Как только Облонский произнес имя Анны, лицо Алексея Александровича совершенно изменилось: – вместо прежнего оживления оно выразило усталость и мертвенность.
– Что, собственно, вы хотите от меня? – повертываясь на кресле и защелкивая свой pince-nez, сказал он.
– Решения, какого-нибудь решения, Алексей Александрович. Я обращаюсь к тебе теперь («не как к оскорбленному мужу», – хотел сказать Степан Аркадьич), но, побоявшись испортить этим дело, заменил это словами: – не как к государственному человеку (что вышло некстати), а просто как к человеку, и доброму человеку и христианину. Ты должен пожалеть ее, – сказал он.
– То есть в чем же, собственно? – тихо сказал Каренин.
– Да, пожалеть ее. Если бы ты ее видел, как я, – я провел всю зиму с нею, – ты бы сжалился над нею. Положение ее ужасно, именно ужасно.
– Мне казалось, – отвечал Алексей Александрович более тонким, почти визгливым голосом, – что Анна Аркадьевна имеет все то, чего она сама хотела.
– Ах, Алексей Александрович, ради бога, не будем делать рекриминаций! Что прошло, то прошло, и ты знаешь, чего она желает и ждет, – развода.
– Но я полагал, что Анна Аркадьевна отказывается от развода в том случае, если я требую обязательства оставить мне сына. Я так и отвечал и думал, что дело это кончено. И считаю его оконченным, – взвизгнул Алексей Александрович.
– Но, ради бога, не горячись, – сказал Степан Аркадьич, дотрагиваясь до коленки зятя. – Дело не кончено. Если ты позволишь мне рекапитюлировать, дело было так: – когда вы расстались, ты был велик, как можно быть великодушным; ты отдал ей все – свободу, развод даже. Она оценила это. Нет, ты не думай. Именно оценила. До такой степени, что в эти первые минуты, чувствуя свою вину пред тобой, она не обдумала и не могла обдумать всего. Она от всего отказалась. Но действительность, время показали, что ее положение мучительно и невозможно.
– Жизнь Анны Аркадьевны не может интересовать меня, – перебил Алексей Александрович, поднимая брови.

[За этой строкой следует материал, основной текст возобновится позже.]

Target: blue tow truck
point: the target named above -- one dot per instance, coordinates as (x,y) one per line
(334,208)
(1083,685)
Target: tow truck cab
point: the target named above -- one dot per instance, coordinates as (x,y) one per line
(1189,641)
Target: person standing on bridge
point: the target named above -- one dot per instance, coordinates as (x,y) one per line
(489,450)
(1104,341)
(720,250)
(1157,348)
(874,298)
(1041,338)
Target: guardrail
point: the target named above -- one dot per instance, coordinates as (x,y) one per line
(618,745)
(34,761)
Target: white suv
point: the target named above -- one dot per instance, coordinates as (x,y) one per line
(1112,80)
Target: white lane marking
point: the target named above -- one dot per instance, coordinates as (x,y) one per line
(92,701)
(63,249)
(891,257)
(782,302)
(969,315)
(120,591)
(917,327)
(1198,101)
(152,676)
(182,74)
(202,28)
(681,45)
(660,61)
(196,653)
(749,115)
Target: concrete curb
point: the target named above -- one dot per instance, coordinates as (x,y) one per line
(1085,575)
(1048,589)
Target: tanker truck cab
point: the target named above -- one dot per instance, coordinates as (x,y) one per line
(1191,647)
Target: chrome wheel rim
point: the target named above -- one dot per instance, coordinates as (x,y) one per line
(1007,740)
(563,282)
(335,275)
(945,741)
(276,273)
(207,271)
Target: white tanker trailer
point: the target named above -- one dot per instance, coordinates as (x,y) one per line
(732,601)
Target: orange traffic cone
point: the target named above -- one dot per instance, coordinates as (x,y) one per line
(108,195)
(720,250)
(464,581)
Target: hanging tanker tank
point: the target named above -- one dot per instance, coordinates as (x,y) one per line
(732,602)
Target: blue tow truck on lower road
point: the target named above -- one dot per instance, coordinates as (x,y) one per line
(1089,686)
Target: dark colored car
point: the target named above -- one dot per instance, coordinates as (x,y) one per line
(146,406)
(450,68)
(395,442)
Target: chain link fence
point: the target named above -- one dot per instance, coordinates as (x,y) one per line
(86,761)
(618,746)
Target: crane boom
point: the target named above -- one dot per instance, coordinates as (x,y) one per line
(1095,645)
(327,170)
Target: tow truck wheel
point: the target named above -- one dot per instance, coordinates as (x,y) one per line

– Позволь мне не верить, – мягко возразил Степан Аркадьич. – Положение ее и мучительно для нее и безо всякой выгоды для кого бы то ни было. Она заслужила его, ты скажешь. Она знает это и не просит тебя; она прямо говорит, что она ничего не смеет просить. Но я, мы все родные, все любящие ее просим, умоляем тебя. За что она мучается? Кому от этого лучше?
– Позвольте, вы, кажется, ставите меня в положение обвиняемого, – проговорил Алексей Александрович.
– Да нет, да нет, нисколько, ты пойми меня, – опять дотрогиваясь до его руки, – сказал Степан Аркадьич, как будто он был уверен, что это прикосновение смягчает зятя. – Я только говорю одно: – ее положение мучительно, и оно может быть облегчено тобой, и ты ничего не потеряешь. Я тебе все так устрою, что ты не заметишь. Ведь ты обещал.